A city in China issued new rules Sunday on disposing of dead babies after two mortuary workers were detained last week for dumping the corpses of 21 infants in a river, state press said.
Under the regulations the local government will pay for cremations of infants if the parents are unavailable or cannot cover the costs, Xinhua news agency said.
Two hospital workers were sacked and two mortuary workers arrested when the remains were discovered in a river near the eastern city of Jining last month.
At least eight bodies had tags indicating they were from the Jining Medical University hospital, Xinhua said.
Mortuary workers Zhu Zhenyu and Wang Zhijun were detained by police on suspicion of accepting fees from relatives to dispose of the babies, Xinhua said.
The two allegedly transported the bodies secretly to the Guangfu River but failed to bury them properly, it added.
The city government ordered health authorities to launch a general overhaul of body disposal at its hospitals.

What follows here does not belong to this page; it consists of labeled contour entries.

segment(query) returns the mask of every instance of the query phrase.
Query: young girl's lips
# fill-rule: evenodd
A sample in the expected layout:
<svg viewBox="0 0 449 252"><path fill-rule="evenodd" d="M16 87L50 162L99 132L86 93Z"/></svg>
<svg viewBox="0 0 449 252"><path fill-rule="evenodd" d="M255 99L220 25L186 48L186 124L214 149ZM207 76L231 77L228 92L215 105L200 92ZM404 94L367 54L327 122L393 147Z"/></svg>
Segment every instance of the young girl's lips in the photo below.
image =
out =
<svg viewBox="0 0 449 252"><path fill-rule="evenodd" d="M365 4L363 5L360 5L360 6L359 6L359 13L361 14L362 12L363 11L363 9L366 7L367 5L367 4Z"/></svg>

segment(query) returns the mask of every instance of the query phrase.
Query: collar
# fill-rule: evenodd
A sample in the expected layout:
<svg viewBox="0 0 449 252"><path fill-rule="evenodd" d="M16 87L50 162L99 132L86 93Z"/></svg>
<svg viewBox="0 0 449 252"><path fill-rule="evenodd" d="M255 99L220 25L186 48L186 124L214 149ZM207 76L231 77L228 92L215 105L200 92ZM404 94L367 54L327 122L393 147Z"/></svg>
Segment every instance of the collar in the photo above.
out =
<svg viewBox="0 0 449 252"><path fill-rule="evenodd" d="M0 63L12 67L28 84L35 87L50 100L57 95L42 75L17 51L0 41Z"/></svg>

The bodies have been cremated, earlier reports said.
Abortion is common in China, where at least 13 million births are terminated every year, due in part to the nation's so-called "one-child" family-planning rules.
The policy is widely blamed for fuelling abortions in particular of female foetuses in China, where boys are traditionally favoured.
Last June, a hospital in central China was found to have dumped the bodies of two adults and six aborted foetuses at a construction site after failing to locate relatives of the dead, state media reported.
A bag containing severed human limbs was also discovered in the case, in the city of Xiangfan.